XXX-X-XXXX-XXXX-X/XX/$XX.00 ©20XX IEEE
Enhancing Cyber Security Using Audio Techniques:
A Public Key Infrastructure for Sound
Anthony Phipps
Cyber Security Research Centre
London Metropolitan University
London, UK
arp0264@my.londonmet.ac.uk
Karim Ouazzane
Cyber Security Research Centre
London Metropolitan University
London, UK
k.ouazzane@londonmet.ac.uk
Vassil Vassilev
Cyber Security Research Centre
London Metropolitan University
London, UK
v.vassilev@londonmet.ac.uk
Abstract - This paper details the research into using audio
signal processing methods to provide authentication and
identification services for the purpose of enhancing cyber
security in voice applications. Audio is a growing domain for
cyber security technology. It is envisaged that over the next
decade, the primary interface for issuing commands to
consumer internet-enabled devices will be voice. Increasingly,
devices such as desktop computers, smart speakers, cars, TV’s,
phones and Internet of Things (IOT) devices all have built in
voice assistants and voice activated features. This research
outlines an approach to securely identify and authenticate users
of audio and voice operated systems that utilises audio
steganography in a method comparable to a PKI for sound and
existing cryptography methods whilst retaining the usability
associated with audio and voice driven systems.
Keywords - Authentication, Steganography, Two-factor
Authentication, Cyber Security, Audio Security
I. INTRODUCTION
Audio is a growing domain for cyber security technology.
It is envisaged that over the next decade, the primary interface
for issuing commands to consumer internet-enabled devices
will be voice. Increasingly, devices such as desktop
computers, smart speakers, cars, TV’s, phones and Internet of
Things (IOT) devices all have built in voice assistants and
voice activated features. Already in the context of digital
services, 50% of all adults have used voice for internet search
and there are over a billion voice searches per month. [1]
Powerful drivers such as accessibility, increased accuracy,
device design (screen less and keyboard less devices),
convenience and speed of communication will drive the trend
for increased use of audio and voice as a channel to interact
with information technology. [2] Additionally, verbal
communication is much faster than the typical typing speed of
the average person and recent advances in machine learning
for voice recognition and biometrics have improved accuracy
of this technology however, significant challenges remain to
enable this technology in high security and high reliability
environments.
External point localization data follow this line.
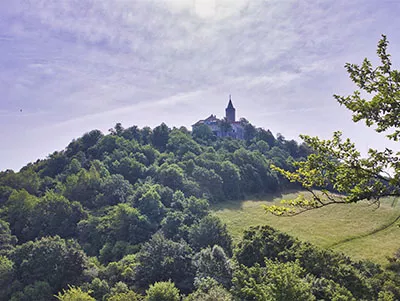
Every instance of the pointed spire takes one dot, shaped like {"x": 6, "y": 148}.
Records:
{"x": 230, "y": 105}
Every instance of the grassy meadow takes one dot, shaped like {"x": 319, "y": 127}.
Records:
{"x": 358, "y": 230}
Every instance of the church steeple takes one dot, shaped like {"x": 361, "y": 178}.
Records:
{"x": 230, "y": 111}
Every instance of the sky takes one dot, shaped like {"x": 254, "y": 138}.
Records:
{"x": 71, "y": 66}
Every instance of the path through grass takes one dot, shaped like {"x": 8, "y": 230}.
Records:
{"x": 359, "y": 230}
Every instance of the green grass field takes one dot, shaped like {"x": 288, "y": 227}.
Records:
{"x": 354, "y": 229}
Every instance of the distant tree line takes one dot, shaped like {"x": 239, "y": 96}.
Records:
{"x": 125, "y": 216}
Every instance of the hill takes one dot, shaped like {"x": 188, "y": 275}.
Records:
{"x": 358, "y": 230}
{"x": 127, "y": 215}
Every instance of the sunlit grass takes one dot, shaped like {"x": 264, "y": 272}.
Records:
{"x": 346, "y": 228}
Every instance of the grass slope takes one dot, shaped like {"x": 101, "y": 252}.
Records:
{"x": 358, "y": 230}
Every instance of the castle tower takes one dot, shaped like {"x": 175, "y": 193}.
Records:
{"x": 230, "y": 112}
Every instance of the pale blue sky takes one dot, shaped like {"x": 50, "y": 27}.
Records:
{"x": 77, "y": 65}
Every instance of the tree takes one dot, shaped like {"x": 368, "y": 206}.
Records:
{"x": 160, "y": 137}
{"x": 162, "y": 291}
{"x": 51, "y": 259}
{"x": 74, "y": 294}
{"x": 213, "y": 263}
{"x": 225, "y": 126}
{"x": 210, "y": 231}
{"x": 7, "y": 240}
{"x": 161, "y": 259}
{"x": 275, "y": 281}
{"x": 336, "y": 164}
Despite the relatively inexpensive and non-
intrusive nature of voice and audio methods of authentication,
they are still relatively low performance in noisy
environments. [3] At the outset, the purpose of this research
was to investigate the new methods of identification and
authentication of users accessing IT systems based on audio
processing in a model that can contain factors such as
something you have, something you know, something you are,
and contextual information such as user ID, device, location,
background sounds, health information, emotional state,
combined with cryptographic information.
II. MOTIVATION AND RATIONALE
With voice increasingly becoming the interface of choice
for users of information systems, security techniques must
evolve. Many of today’s authentication and identification
solutions for voice channels (such as voice biometrics) have
serious limitations in terms of security and usability. [4] New
forms of attack are emerging that allow malicious actors to
gain covert access top voice-controlled systems and assistants
which are inaudible or in comprehensible to the human
owners of such systems. [5]
Figure II-1 Increasing Application for Voice Control in Cars
As can be seen in Figure II-1 Increasing Application for
Voice Control in Cars voice control can be as trivial as asking
for music to play to more safety related information such as
“are my brake pads still ok?” Research has drawn attention to
serious limitations of voice only interactions with smart
speakers and phones and the lack of command confirmation,
voice authentication and any additional authentication factors.
[6] [7] In addition, recent research has also shown it is
possible to use light to remotely inject inaudible and invisible
malicious commands into voice control enabled devices such
as smart speakers, tablets, and phones across large distances
and even through glass windows and from adjacent buildings.
[8] Imagine this scenario: A remote laser triggering your car
to come off autopilot whilst driving on the motorway. Even
with the addition of a vocal confirmation prompt, the attacker
could easily anticipate and add this.
Figure II-2 Setup for low-cost laser attack on Google Home
(Sugawara et al. 2019)